Fiona Broome is a thoughtful public thinker and talented writer, not a psychiatrist, neuroscientist, or sociologist. Her writing on many topics, such as ghosts, supernatural phenomena, and haunted places, is provocative and fun, but not serious science. Further, while there is a ton of peer-reviewed research on memory and sociological phenomena, there is next to nothing approaching that sort of rigor on the Mandela Effect. Believers often point to quantum fields or slips in timelines, while fun theories are simply not provable.
Oddly, the Mandela effect seems to center mainly around pop culture phenomena. This is highly suspicious and perhaps related to our current “meme culture,” where a single image circulates widely and can significantly impact the precipitation of an event. This is only becoming more of a problem as AI-driven deepfakes and other digital trickery increase. When we take in information of dubious quality and then experience memory distortions with time, it’s easy to see how many people could jump to similar incorrect conclusions about actual events.
Elisa (Yes)
Is it Sketchers or Skechers?
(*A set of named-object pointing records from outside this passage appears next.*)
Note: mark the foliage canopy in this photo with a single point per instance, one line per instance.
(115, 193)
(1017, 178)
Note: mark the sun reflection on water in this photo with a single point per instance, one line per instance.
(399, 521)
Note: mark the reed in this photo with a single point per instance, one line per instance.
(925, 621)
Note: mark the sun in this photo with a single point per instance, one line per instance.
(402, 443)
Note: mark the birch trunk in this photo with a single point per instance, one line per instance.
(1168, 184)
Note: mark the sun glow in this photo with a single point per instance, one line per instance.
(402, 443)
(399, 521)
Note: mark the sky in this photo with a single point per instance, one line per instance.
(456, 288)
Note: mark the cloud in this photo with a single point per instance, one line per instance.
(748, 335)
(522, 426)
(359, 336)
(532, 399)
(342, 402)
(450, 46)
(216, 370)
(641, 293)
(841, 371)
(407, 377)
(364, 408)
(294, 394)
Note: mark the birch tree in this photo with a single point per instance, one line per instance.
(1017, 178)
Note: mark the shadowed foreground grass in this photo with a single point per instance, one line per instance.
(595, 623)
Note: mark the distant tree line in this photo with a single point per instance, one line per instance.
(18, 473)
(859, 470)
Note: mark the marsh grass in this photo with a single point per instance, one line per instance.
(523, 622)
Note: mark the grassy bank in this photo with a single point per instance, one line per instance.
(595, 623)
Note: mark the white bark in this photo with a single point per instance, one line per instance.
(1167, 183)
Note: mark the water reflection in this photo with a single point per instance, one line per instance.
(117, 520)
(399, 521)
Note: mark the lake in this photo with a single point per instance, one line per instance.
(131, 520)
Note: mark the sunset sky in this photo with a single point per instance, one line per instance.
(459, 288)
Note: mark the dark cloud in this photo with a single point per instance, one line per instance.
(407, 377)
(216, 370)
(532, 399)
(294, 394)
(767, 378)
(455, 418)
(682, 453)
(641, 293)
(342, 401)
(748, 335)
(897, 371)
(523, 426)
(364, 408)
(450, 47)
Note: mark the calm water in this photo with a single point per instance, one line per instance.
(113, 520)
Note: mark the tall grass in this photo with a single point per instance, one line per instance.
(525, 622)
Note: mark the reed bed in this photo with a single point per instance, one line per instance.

The Mandela Effect is undeniably real, but the question is, what causes it? CERN somewhat suspiciously claims it has nothing to do with it, but that does not rule out all other scientific possibilities. The Mandela Effect is not just mass hypnosis—it is possibly a sign of something mysterious occurring with space and time.
While it is often explained away as false memories, this dismisses the theory that time itself may even be an illusion. If we cannot even accurately and fully understand time, then there may be mysteries associated with time, such as this effect.
Moreover, parallel universes could potentially be responsible for this effect. Scientists say parallel universes are possible, and we might live in a multiverse. According to Paul Wagner, ‘The tried and true spacetime continuum that appears to be the backbone of our collective, three-dimensional, physical reality might have a ripple in it. It also may have produced a sister, parallel universe, which has birthed different scenarios, events, identities, constructs, and relationships.’
‘False memories’ may even be a cover-up for the possibility of a time travel experiment. Indeed, if this were true, mass chaos would ensue if the public found out. Perhaps that seems far-fetched, but the government has many classified experiments that have never been revealed to the public.
Anecdotal evidence is sometimes the best evidence and should be considered when determining truth. From contrasting memories about Nelson Mandela’s death to people remembering King Henry VIII eating a turkey leg, the anecdotal examples are endless. Is it Jif or Jiffy peanut butter? Berenstein or Berenstain bears? These are not just false memories—something mysterious is happening with space and time itself.